Aparentemente, a maioria apresentou sets pré-gravados. Mas nada disso interferiu no delírio do público, completamente rendido ao show hipnótico de laser, fogo e batidas repetitivas.
A Tomorrowland encerrou sua jornada brasileira em 2016 com o show da dupla de irmãos belgas Dimitri Vegas e Like Mike, veteranos do festival. Antes, foi a vez do greco-sueco Steve Angello, que tocou seu popular remix para "You Got to Show Me Love", da cantora americana Robin S, além de "Hey Boy Hey Girl", da dupla inglesa Chemical Brothers.
Entre os palcos alternativos, com mais personalidade, os mais cheios eram aqueles próximos ao Mainstage.
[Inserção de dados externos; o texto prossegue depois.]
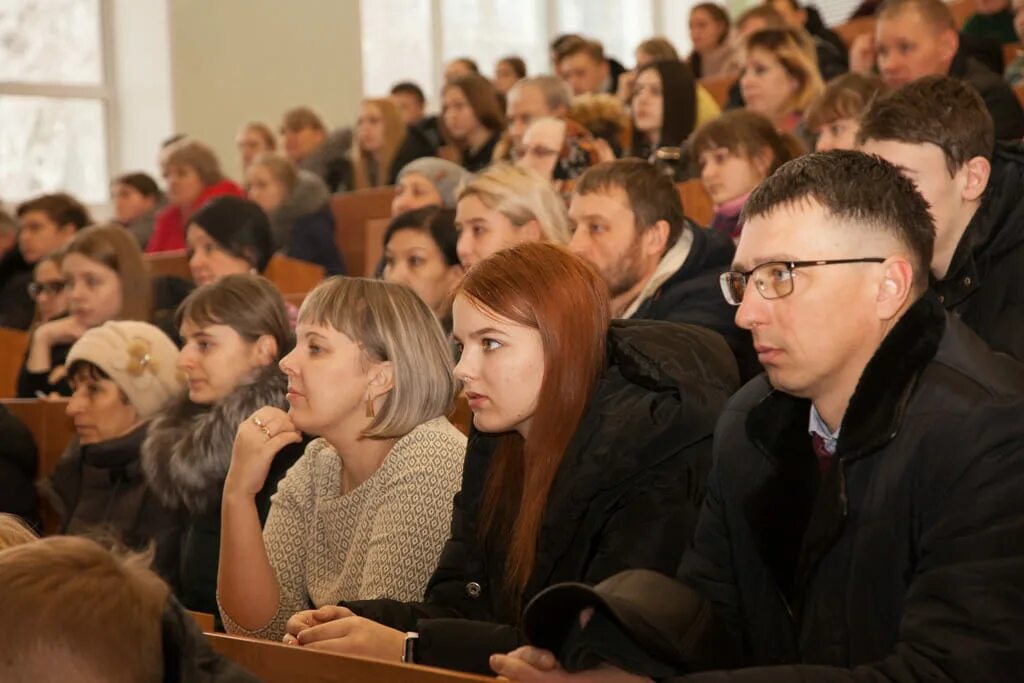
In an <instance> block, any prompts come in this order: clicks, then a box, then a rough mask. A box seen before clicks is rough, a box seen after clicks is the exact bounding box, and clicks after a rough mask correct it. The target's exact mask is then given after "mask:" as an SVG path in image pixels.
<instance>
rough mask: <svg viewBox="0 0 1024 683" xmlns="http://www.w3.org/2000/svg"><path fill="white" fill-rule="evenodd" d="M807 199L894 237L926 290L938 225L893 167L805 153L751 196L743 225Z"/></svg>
mask: <svg viewBox="0 0 1024 683" xmlns="http://www.w3.org/2000/svg"><path fill="white" fill-rule="evenodd" d="M968 87H970V86H968ZM807 201H811V202H814V203H815V204H817V205H818V206H820V207H821V208H822V209H823V210H824V212H825V213H826V214H827V215H828V216H830V217H833V218H835V219H836V220H837V222H839V223H840V224H844V223H856V224H857V225H858V226H862V227H863V228H864V229H870V230H874V231H880V232H886V233H888V234H891V236H892V237H894V238H895V239H896V240H897V241H899V242H900V244H902V245H903V246H905V247H906V249H907V251H908V252H909V253H910V255H911V258H912V260H913V283H914V289H915V290H918V291H923V290H925V289H926V288H927V287H928V276H929V270H930V267H931V263H932V252H933V250H934V246H935V223H934V222H932V217H931V214H929V212H928V203H927V202H925V199H924V198H923V197H922V196H921V194H920V193H918V189H916V187H914V184H913V182H912V181H910V180H909V179H907V178H906V176H904V175H903V174H902V173H900V171H899V169H898V168H896V167H895V166H894V165H892V164H890V163H889V162H887V161H885V160H884V159H881V158H879V157H873V156H871V155H865V154H862V153H860V152H852V151H848V150H834V151H831V152H824V153H819V154H812V155H805V156H803V157H801V158H799V159H796V160H794V161H792V162H790V163H788V164H785V165H783V166H782V167H781V168H779V169H778V170H777V171H775V173H773V174H772V175H770V176H769V177H768V178H767V179H766V180H765V181H764V182H762V183H761V184H759V185H758V186H757V187H756V188H755V189H754V191H753V193H751V196H750V198H749V199H748V200H746V203H745V204H744V205H743V209H742V213H741V215H740V221H741V222H744V223H745V222H748V221H749V220H750V219H751V218H753V217H755V216H764V215H767V214H769V213H771V212H772V211H774V210H775V209H776V208H777V207H780V206H793V205H795V204H798V203H800V202H807Z"/></svg>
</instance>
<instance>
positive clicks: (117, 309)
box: [60, 254, 124, 328]
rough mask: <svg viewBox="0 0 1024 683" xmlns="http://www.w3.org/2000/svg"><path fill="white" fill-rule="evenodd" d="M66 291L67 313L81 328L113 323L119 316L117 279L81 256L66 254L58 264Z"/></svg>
mask: <svg viewBox="0 0 1024 683" xmlns="http://www.w3.org/2000/svg"><path fill="white" fill-rule="evenodd" d="M60 270H61V271H62V272H63V276H65V282H66V283H67V290H68V311H69V313H71V315H72V317H74V318H76V319H77V321H78V322H79V323H81V324H82V325H83V326H84V327H87V328H94V327H96V326H98V325H102V324H103V323H105V322H106V321H113V319H114V318H116V317H117V316H118V313H120V312H121V306H122V305H123V303H124V293H123V291H122V287H121V278H119V276H118V273H117V272H116V271H115V270H114V269H113V268H111V267H109V266H106V265H104V264H103V263H100V262H99V261H93V260H92V259H91V258H89V257H87V256H84V255H82V254H68V255H67V256H65V258H63V262H62V263H61V264H60Z"/></svg>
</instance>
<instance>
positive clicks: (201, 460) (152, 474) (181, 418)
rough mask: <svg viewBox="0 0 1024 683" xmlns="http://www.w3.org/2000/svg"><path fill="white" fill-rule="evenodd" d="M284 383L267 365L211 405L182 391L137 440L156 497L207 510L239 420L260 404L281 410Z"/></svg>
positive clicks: (220, 485) (275, 366)
mask: <svg viewBox="0 0 1024 683" xmlns="http://www.w3.org/2000/svg"><path fill="white" fill-rule="evenodd" d="M287 388H288V380H287V378H286V377H285V375H284V374H283V373H282V372H281V371H280V370H279V369H278V367H276V366H275V365H272V366H267V367H266V368H264V369H263V370H262V371H260V373H259V374H258V375H257V376H256V377H255V378H254V379H253V381H251V382H249V383H248V384H244V385H242V386H240V387H238V388H237V389H236V390H234V391H233V392H232V393H231V394H229V395H228V396H227V397H226V398H224V399H223V400H221V401H219V402H217V403H215V404H213V405H199V404H197V403H194V402H191V401H190V400H188V396H187V394H185V395H184V396H182V397H181V398H180V399H178V401H177V402H175V403H173V404H172V405H171V407H170V408H168V409H167V410H166V411H165V412H164V413H163V414H162V415H160V416H159V417H157V418H156V419H155V420H154V421H153V422H152V423H151V425H150V432H148V434H147V435H146V438H145V441H144V442H143V443H142V468H143V470H144V472H145V475H146V479H147V480H148V482H150V486H151V487H152V488H153V490H154V493H155V494H156V495H157V497H158V498H159V499H160V500H161V502H162V503H164V505H166V506H168V507H170V508H175V509H176V508H180V507H184V508H185V509H187V510H188V512H189V513H191V514H203V513H205V512H209V511H210V509H212V507H213V506H215V505H216V504H217V502H218V501H219V500H220V496H221V489H222V487H223V485H224V477H225V476H226V475H227V468H228V466H229V465H230V464H231V445H232V444H233V442H234V432H236V430H237V429H238V428H239V425H240V424H241V423H242V421H243V420H245V419H246V418H248V417H249V416H250V415H251V414H252V413H254V412H255V411H256V410H257V409H259V408H262V407H263V405H274V407H276V408H281V409H283V410H287V408H288V405H287V402H286V400H285V393H286V391H287Z"/></svg>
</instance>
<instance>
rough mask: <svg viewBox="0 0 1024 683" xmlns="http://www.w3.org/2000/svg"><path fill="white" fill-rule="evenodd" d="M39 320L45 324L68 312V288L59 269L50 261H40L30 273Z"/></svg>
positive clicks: (56, 265)
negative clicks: (38, 308)
mask: <svg viewBox="0 0 1024 683" xmlns="http://www.w3.org/2000/svg"><path fill="white" fill-rule="evenodd" d="M32 283H33V285H35V287H34V289H35V290H36V296H35V299H36V306H37V307H38V308H39V318H40V319H41V321H42V322H43V323H46V322H47V321H52V319H53V318H54V317H56V316H57V315H60V314H62V313H65V312H67V311H68V288H67V287H66V285H65V279H63V275H62V274H60V268H59V267H58V266H57V264H56V263H55V262H53V261H51V260H50V259H45V260H42V261H40V262H39V263H38V264H37V265H36V267H35V269H34V270H33V273H32Z"/></svg>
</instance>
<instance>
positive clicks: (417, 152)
mask: <svg viewBox="0 0 1024 683" xmlns="http://www.w3.org/2000/svg"><path fill="white" fill-rule="evenodd" d="M435 152H436V151H435V150H434V147H433V145H431V144H430V142H429V140H427V138H426V136H425V135H424V134H423V133H422V132H421V131H420V130H419V129H418V128H415V127H412V126H407V125H406V124H404V122H403V121H402V119H401V114H399V112H398V108H396V106H395V105H394V104H393V103H392V102H391V100H390V99H387V98H385V97H381V98H376V99H365V100H362V106H361V110H360V111H359V118H358V121H357V122H356V124H355V145H354V147H353V150H352V183H351V187H352V189H365V188H367V187H381V186H384V185H393V184H394V183H395V181H396V179H397V176H398V171H400V170H401V169H402V167H403V166H406V164H408V163H409V162H411V161H413V160H415V159H419V158H420V157H430V156H432V155H433V154H434V153H435Z"/></svg>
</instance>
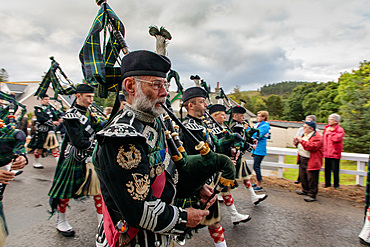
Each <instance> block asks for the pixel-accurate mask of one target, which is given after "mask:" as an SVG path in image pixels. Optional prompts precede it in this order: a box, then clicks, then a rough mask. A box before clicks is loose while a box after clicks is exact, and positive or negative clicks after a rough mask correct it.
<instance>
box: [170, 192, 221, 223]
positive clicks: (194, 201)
mask: <svg viewBox="0 0 370 247" xmlns="http://www.w3.org/2000/svg"><path fill="white" fill-rule="evenodd" d="M173 204H174V206H177V207H181V208H196V209H200V208H201V205H202V203H201V202H200V199H198V198H196V197H188V198H176V199H175V200H174V203H173ZM208 210H209V215H207V216H205V217H204V218H203V220H202V221H201V222H200V224H199V225H198V226H196V227H195V229H197V228H202V227H205V226H211V225H213V224H215V223H217V222H220V221H221V211H220V204H219V202H218V200H216V202H215V203H214V204H213V205H212V206H211V207H210V208H209V209H208Z"/></svg>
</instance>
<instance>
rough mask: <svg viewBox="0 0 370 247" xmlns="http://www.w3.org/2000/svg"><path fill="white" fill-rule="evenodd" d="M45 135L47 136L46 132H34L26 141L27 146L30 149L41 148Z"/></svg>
mask: <svg viewBox="0 0 370 247" xmlns="http://www.w3.org/2000/svg"><path fill="white" fill-rule="evenodd" d="M47 136H48V132H36V133H35V134H34V135H33V136H32V139H31V141H30V142H29V143H28V145H27V148H29V149H31V150H35V149H43V148H44V143H45V141H46V137H47Z"/></svg>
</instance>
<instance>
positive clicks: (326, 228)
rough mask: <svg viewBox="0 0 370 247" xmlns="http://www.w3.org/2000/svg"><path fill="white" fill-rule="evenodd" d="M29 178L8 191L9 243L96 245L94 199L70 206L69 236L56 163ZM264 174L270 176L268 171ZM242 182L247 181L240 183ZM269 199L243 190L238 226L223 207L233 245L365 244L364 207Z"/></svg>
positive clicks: (329, 198)
mask: <svg viewBox="0 0 370 247" xmlns="http://www.w3.org/2000/svg"><path fill="white" fill-rule="evenodd" d="M28 158H29V160H30V164H29V165H28V166H27V167H26V168H25V169H24V172H23V174H21V175H19V176H18V177H16V179H15V180H14V181H12V182H11V183H10V184H9V185H8V186H7V187H6V189H5V193H4V199H3V206H4V214H5V218H6V222H7V225H8V228H9V232H10V235H9V236H8V238H7V242H6V244H5V246H6V247H13V246H29V247H31V246H37V247H39V246H42V247H44V246H73V247H85V246H88V247H92V246H94V243H95V239H94V237H95V234H96V230H97V225H98V221H97V217H96V213H95V207H94V203H93V200H92V198H88V199H86V200H83V201H74V200H72V201H71V202H70V208H68V209H67V218H68V221H69V223H70V224H71V225H72V226H73V227H74V229H75V231H76V236H75V237H73V238H65V237H63V236H62V235H60V234H59V233H58V232H57V231H56V229H55V223H56V216H54V217H52V218H51V219H49V220H48V218H49V216H50V215H49V214H48V210H49V198H48V196H47V194H48V191H49V189H50V186H51V184H52V180H53V176H54V171H55V166H56V161H55V159H54V158H53V157H52V156H51V155H49V156H48V157H46V158H43V159H41V163H42V164H44V166H45V168H44V169H34V168H33V167H32V161H33V157H32V155H28ZM263 174H264V173H263ZM240 184H241V183H240ZM264 188H265V190H266V193H267V194H268V195H269V196H268V198H267V199H266V200H265V201H264V202H262V203H260V205H258V206H254V205H253V203H252V202H251V200H250V196H249V193H248V191H247V190H246V189H245V188H244V187H243V186H240V187H239V188H237V189H236V190H234V191H233V192H232V194H233V197H234V199H235V205H236V208H237V209H238V211H239V212H240V213H244V214H250V215H251V216H252V219H251V220H250V221H249V222H247V223H244V224H239V225H237V226H234V225H233V224H232V223H231V220H230V213H229V212H228V211H227V209H226V206H225V205H221V212H222V221H221V224H222V226H223V227H224V229H225V236H226V241H227V245H228V246H229V247H233V246H254V247H259V246H266V247H267V246H309V247H310V246H312V247H314V246H315V247H316V246H323V247H327V246H336V247H340V246H343V247H347V246H362V245H361V244H360V243H359V240H358V234H359V233H360V231H361V229H362V223H363V217H364V206H363V205H362V204H358V203H354V202H349V201H345V200H341V199H337V198H328V197H320V193H319V195H318V201H316V202H311V203H307V202H305V201H304V200H303V196H299V195H297V194H296V193H295V192H294V191H289V190H287V189H282V188H276V187H266V186H265V187H264ZM185 246H194V247H198V246H199V247H201V246H202V247H203V246H214V244H213V241H212V239H211V237H210V235H209V233H208V230H207V229H206V228H203V229H200V230H199V232H198V233H197V234H195V235H194V237H193V238H192V239H190V240H187V241H186V244H185Z"/></svg>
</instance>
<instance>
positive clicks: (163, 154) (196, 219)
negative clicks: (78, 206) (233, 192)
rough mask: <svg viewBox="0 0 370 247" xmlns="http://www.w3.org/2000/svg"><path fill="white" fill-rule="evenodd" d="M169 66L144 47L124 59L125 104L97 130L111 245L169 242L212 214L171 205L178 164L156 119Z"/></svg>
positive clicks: (97, 148)
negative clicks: (123, 107) (102, 128)
mask: <svg viewBox="0 0 370 247" xmlns="http://www.w3.org/2000/svg"><path fill="white" fill-rule="evenodd" d="M170 67H171V63H170V60H169V59H168V58H167V57H165V56H161V55H158V54H156V53H153V52H150V51H145V50H140V51H133V52H131V53H129V54H128V55H126V56H124V57H123V59H122V63H121V74H122V79H123V84H122V90H123V93H124V95H125V99H126V104H125V106H124V108H123V109H122V110H121V111H119V112H118V113H117V114H116V115H115V116H112V117H111V118H110V121H109V123H108V124H107V126H106V127H105V128H104V129H103V130H102V131H100V132H98V133H97V139H98V143H99V145H98V147H97V149H96V150H95V155H94V157H93V162H94V165H95V169H96V171H97V173H98V176H99V179H100V185H101V192H102V195H103V202H104V203H103V222H104V231H105V236H106V239H107V242H108V244H109V246H136V244H137V245H138V246H168V245H169V244H170V243H171V242H172V239H173V237H174V236H175V235H180V234H183V233H184V232H185V228H186V227H194V226H196V225H197V224H198V223H199V222H200V221H201V219H202V218H203V217H204V216H205V215H207V214H208V213H209V212H208V211H207V210H198V209H194V208H186V209H182V208H180V207H176V206H174V205H172V203H173V200H174V198H175V196H176V189H175V184H176V182H177V181H176V167H175V165H174V163H173V161H172V158H171V154H170V152H169V149H168V145H167V141H166V139H165V136H164V130H163V127H162V125H161V122H160V120H159V119H158V117H159V116H160V115H161V114H162V113H163V108H162V107H161V105H160V104H161V103H164V102H165V100H166V96H167V91H166V89H165V87H166V85H167V82H166V79H165V78H166V73H167V72H168V71H169V69H170ZM198 193H200V195H202V196H203V197H204V199H207V198H208V197H209V196H210V195H211V194H212V189H210V188H209V187H208V186H203V187H202V189H201V191H200V192H198Z"/></svg>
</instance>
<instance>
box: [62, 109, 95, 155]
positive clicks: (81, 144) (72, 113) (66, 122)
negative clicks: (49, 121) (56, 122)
mask: <svg viewBox="0 0 370 247" xmlns="http://www.w3.org/2000/svg"><path fill="white" fill-rule="evenodd" d="M63 124H64V127H65V129H66V132H67V135H68V137H69V139H70V140H71V142H72V145H73V146H75V147H76V148H78V149H88V148H90V147H91V146H92V145H93V143H92V142H90V141H89V139H88V138H84V133H83V129H82V128H81V126H80V125H81V124H80V121H79V117H78V116H77V115H76V114H74V113H67V114H66V115H64V117H63Z"/></svg>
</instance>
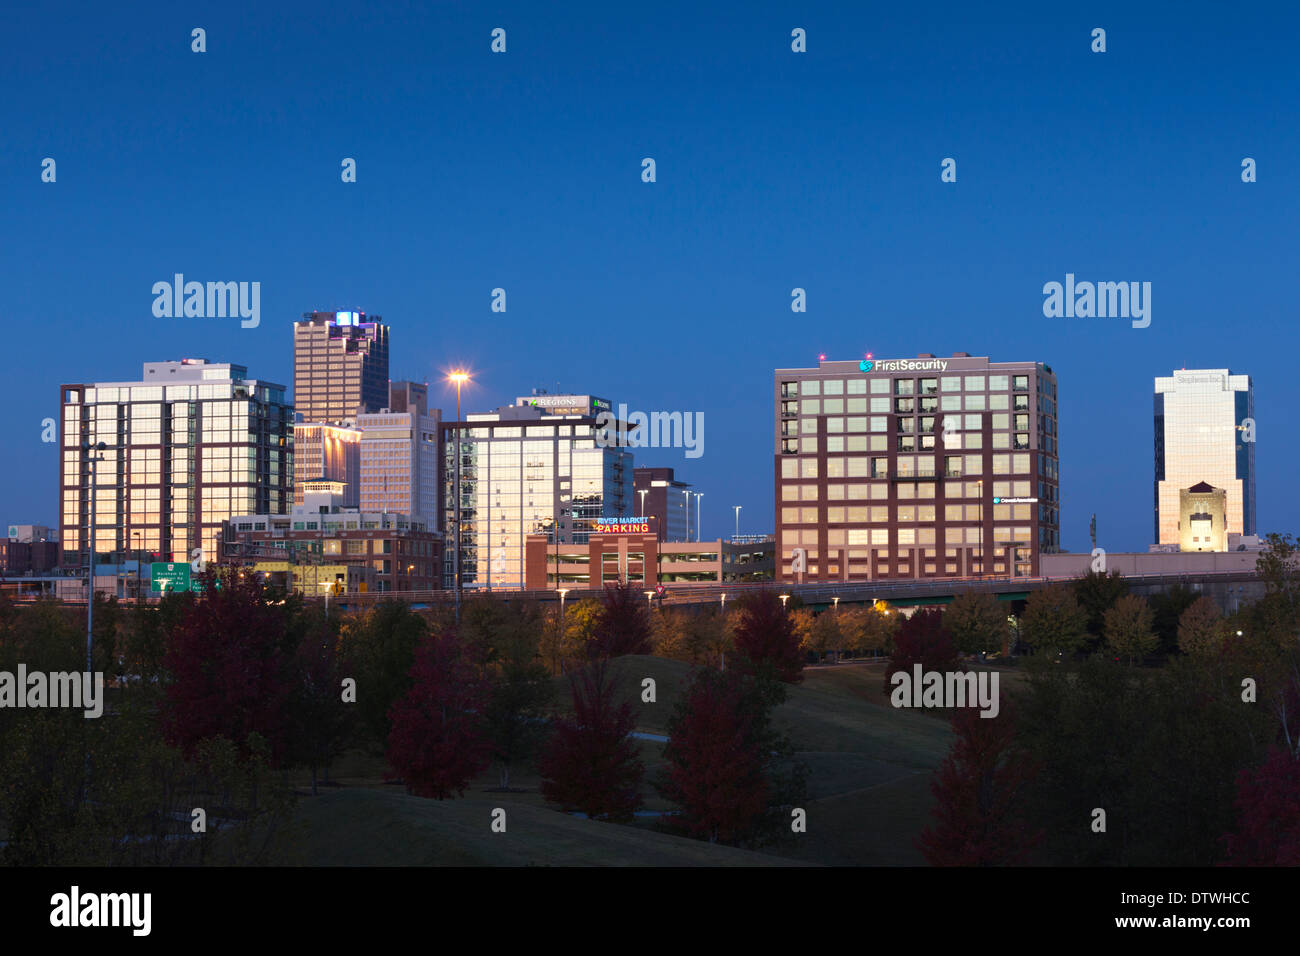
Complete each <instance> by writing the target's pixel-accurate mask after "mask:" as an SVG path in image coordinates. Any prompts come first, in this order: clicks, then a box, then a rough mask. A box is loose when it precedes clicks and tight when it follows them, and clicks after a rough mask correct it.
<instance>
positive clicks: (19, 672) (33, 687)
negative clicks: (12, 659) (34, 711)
mask: <svg viewBox="0 0 1300 956" xmlns="http://www.w3.org/2000/svg"><path fill="white" fill-rule="evenodd" d="M0 708H70V709H73V710H85V711H86V714H85V715H86V718H87V719H92V718H96V717H100V715H103V713H104V674H103V671H95V672H94V674H91V672H88V671H87V672H81V674H78V672H77V671H55V672H51V674H45V672H44V671H32V672H30V674H29V672H27V665H25V663H19V665H18V672H17V674H13V672H12V671H0Z"/></svg>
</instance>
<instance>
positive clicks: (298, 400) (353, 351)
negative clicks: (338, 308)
mask: <svg viewBox="0 0 1300 956" xmlns="http://www.w3.org/2000/svg"><path fill="white" fill-rule="evenodd" d="M381 319H382V316H377V315H370V316H368V315H367V313H365V312H303V317H302V321H298V323H294V407H295V411H296V412H298V414H299V415H300V416H302V418H300V419H299V420H300V421H305V423H325V424H341V423H342V421H346V420H351V419H355V418H356V416H357V415H360V414H364V412H372V411H378V410H380V408H382V407H385V406H386V405H387V401H389V326H387V325H385V324H383V323H382V320H381Z"/></svg>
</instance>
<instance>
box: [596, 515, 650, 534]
mask: <svg viewBox="0 0 1300 956" xmlns="http://www.w3.org/2000/svg"><path fill="white" fill-rule="evenodd" d="M595 533H597V535H649V533H650V519H649V518H597V519H595Z"/></svg>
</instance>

O brasileiro Gui Boratto apresentou sua tech-house fina com direito ao clássico "Arquipélago" no DOC, enquanto o DJ Marky reuniu amigos para uma noite de drum'n'bass na tenda ao lado da piscina.
Depois de três dias, não restam dúvidas de que a Tomorrowland seja um evento colossal, medido pelo volume de público e pelo tamanho das estruturas de seus palcos. Os organizadores aproveitam para cobrar caro daqueles que aceitam embarcar na experiência – muitos dispostos a investir milhares de reais na brincadeira. Mas, ao final da festa, o que mais chama a atenção é a capacidade daqueles milhares de participantes, desconhecidos entre si, de se unirem, mesmo que seja para dançar juntos ao som de hits da EDM (ou electronic dance music). Em um mundo que parece cada vez mais separado, essa talvez seja a parte mais bonita do espetáculo, bem mais do que qualquer show de laser. Isso ninguém pode tirar da Tomorrowland.
A SFX americana decretou falência em 2016, mas diz que continuará a investir na marca Tomorrowland pelos próximos anos.